The seeds contain an oil which is used in skin diseases. The seeds are also eaten. (B. D. Basu.)
The wood yields an essential oil the amount of which, on the average, varies from 3 to 6 per cent. It has been observed that the wood growing on hard and rocky soil is richer in oil than those growing on comparatively fertile soil. (Puran Singh).
The constants of the oil made by mixing the products obtained in the distillations are as follows :
| Specific gravity at 26°C | .9765 |
| Optical rotation | 15.6° to— 16° |
| Saponification number before acetylation | 9.72 |
| Saponification number after acetylation | 21.13 |
| Santalol content | 99.4 |
1111. Osyris arborea, Wall., h.f.b.i., v. 232.
Vern.: — Bakardharra, bakarja (Kumaon) ; Popli (Belgaum) ; Jhuri (Nepal).
Habitat: — Outer Himalaya, Sub-Himalaya-Tract from the Sutlej to Bhutan.
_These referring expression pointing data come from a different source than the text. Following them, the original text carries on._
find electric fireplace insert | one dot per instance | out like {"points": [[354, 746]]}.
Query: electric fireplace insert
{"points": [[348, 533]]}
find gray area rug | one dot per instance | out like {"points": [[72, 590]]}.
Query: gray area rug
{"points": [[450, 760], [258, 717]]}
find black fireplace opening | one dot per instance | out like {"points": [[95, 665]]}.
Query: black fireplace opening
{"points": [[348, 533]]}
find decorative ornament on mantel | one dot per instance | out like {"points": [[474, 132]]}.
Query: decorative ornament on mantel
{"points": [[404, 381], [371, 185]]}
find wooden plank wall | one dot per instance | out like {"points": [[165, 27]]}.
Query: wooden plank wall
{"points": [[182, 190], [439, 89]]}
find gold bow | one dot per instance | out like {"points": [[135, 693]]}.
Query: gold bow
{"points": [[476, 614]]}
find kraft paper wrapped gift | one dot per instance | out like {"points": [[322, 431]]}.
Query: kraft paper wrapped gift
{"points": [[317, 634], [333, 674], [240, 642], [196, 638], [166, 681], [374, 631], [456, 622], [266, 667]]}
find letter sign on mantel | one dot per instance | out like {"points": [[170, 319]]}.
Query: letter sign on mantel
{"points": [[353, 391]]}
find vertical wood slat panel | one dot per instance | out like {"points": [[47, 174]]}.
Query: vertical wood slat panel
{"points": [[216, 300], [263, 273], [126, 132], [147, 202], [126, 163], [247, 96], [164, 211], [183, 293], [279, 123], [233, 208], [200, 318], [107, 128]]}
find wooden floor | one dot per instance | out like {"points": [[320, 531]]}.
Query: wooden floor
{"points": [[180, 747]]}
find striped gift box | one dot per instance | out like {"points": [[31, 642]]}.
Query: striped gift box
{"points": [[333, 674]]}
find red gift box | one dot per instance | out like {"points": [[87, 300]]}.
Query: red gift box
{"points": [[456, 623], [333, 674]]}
Central Provinces, West Coast from the Konkan south-ward to the top of the Ghats, also in the Hill ranges of South India, Shan Hills, Burma ; Ceylon.
An evergreen shrub or tree, twiggy, as a rule glabrous. Bark dark, greyish-brown, rough, with shallow, vertical fissures. Wood red, hard, close-grained (Gamble). Branches numerous, stiff, virgate. Branchlets 3-sided, with prominent, sharp angles. Leaves rather crowded, coriaceous, ¾-1½in., elliptic or obovate, or lanceolate, acute at base, obtuse, but sharply apiculate, (mucronate), entire, glabrous, nearly sessile. Flowers pale-green, minute, 3 sometimes 4-merous. Solitary, sometimes 2-3 together, axillary, on long, slender peduncles. Males 1/6in. across, in axillary pedunculate, 5-10fid. clusters ; perianth-lobes triangular ; stamens opposite the lobes ; disk fleshy, 3-lobed ; the lobes alternating with stamens; bisexual. Perianth superior, obconical ; Drupe yellow, ¼-⅓in. diam. Seed one (Brandis), ovoid, truncate, yellowish- white, says Trimen.
Use :— The infusion of the Leaves has powerful emetic qualities (Watt).